Effective April 27, 2026, the Company appointed Eric Jackson as Chief Financial Officer.

 

On April 23, 2026, the Acting Attorney General issued a Final Order reclassifying cannabis for medical use from Schedule I to Schedule III under the Controlled Substances Act (“CSA”). The Final Order does not apply to adult-use cannabis which remains classified as a Schedule I controlled substance. The Final Order, effective as published in the Federal Register on April 28, 2026, establishes an expedited registration process for state medical licensees and indicates that registered state medical licensees would no longer be subject to Section 280E following the effective date of the Final Order. Additionally, the Final Order recommends to the Secretary of the Treasury that retrospective 280E relief be granted to licensees in line with their state medical license start dates. Separately, the Attorney General withdrew the pending hearing related to the proposed rulemaking notice issued in 2024 and instituted a new expedited hearing process starting on June 29, 2026 addressing both medical and adult-use cannabis. The IRS has publicly indicated that, for Section 280E purposes, forthcoming guidance regarding the impact of rescheduling may include a transition rule allowing rescheduling relief to apply beginning with the taxable year that includes the effective date of the Final Order for activities no longer involving Schedule I or II substances; however, formal IRS guidance has not been issued yet. The ultimate impact of these developments, including the potential impact on previously recorded uncertain tax positions, remains uncertain and subject to ongoing evaluation due to the complexity of the evolving regulatory and tax environment. Accordingly, the Company is continuing to assess the potential financial statement impacts and is unable to reasonably estimate the ultimate effect at this time.

 

On June 30, 2025, the Company, together with TerrAscend Corp.'s consolidated entities, announced its intention to sell or divest substantially all of the Company's Michigan assets, the majority of which were classified as discontinued operations as of such date.

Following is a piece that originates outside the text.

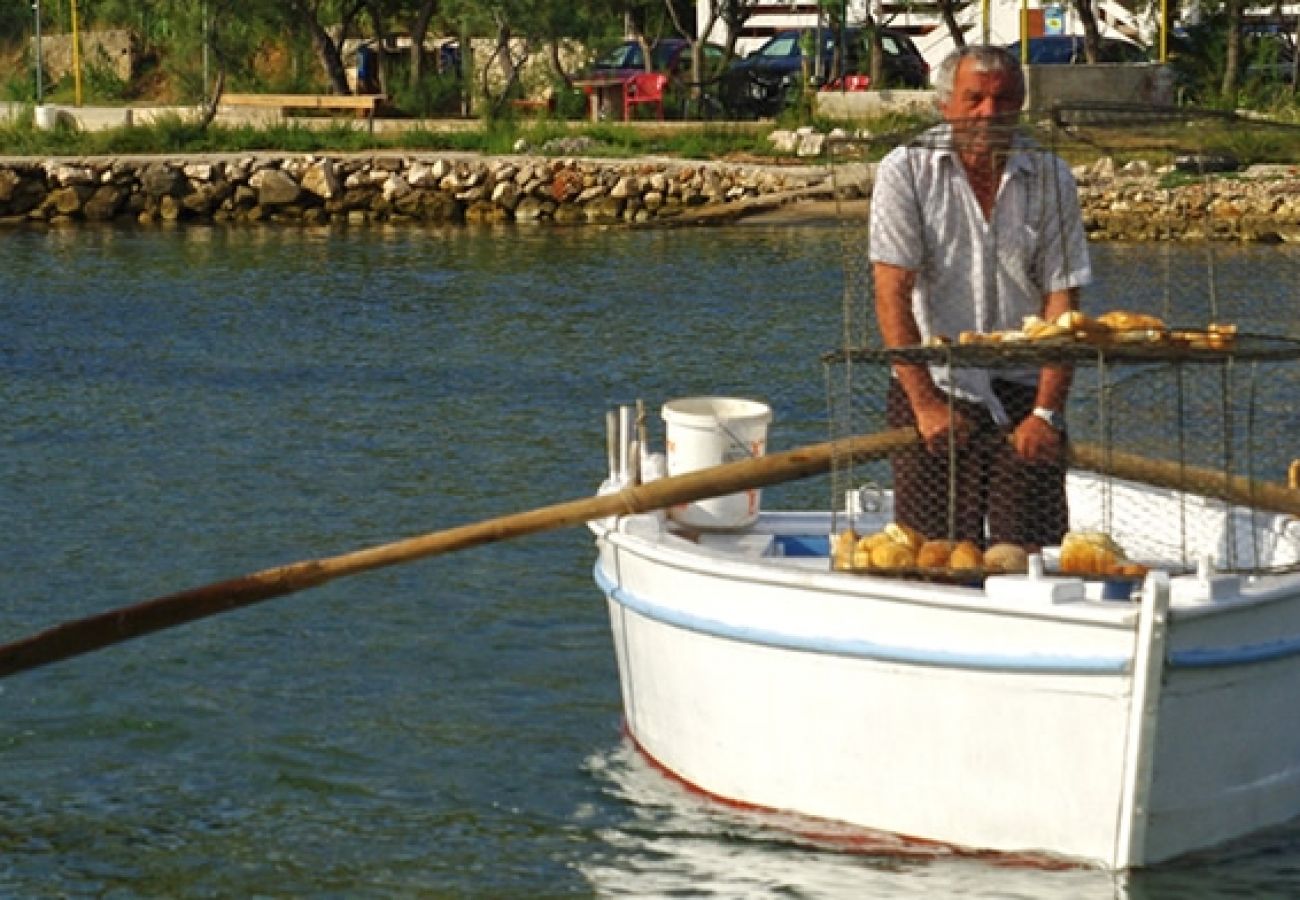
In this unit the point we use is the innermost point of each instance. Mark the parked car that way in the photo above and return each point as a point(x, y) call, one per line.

In connection with the above, on May 5, 2026, the Company's primary lender filed an application for receivership in Michigan, and the related Michigan entities stipulated to the appointment of a receiver. On May 6, 2026, the court entered an order appointing a receiver over the Michigan entities. These events are limited to the Company's Michigan entities and do not impact the Company's continuing operations. The Company is evaluating the accounting impact of the receivership, including its effect on the Company's consolidation of the related Michigan entities in accordance with ASC 810, Consolidation. For further information, refer to Item 5. "Other Information" in this Quarterly Report on Form 10-Q.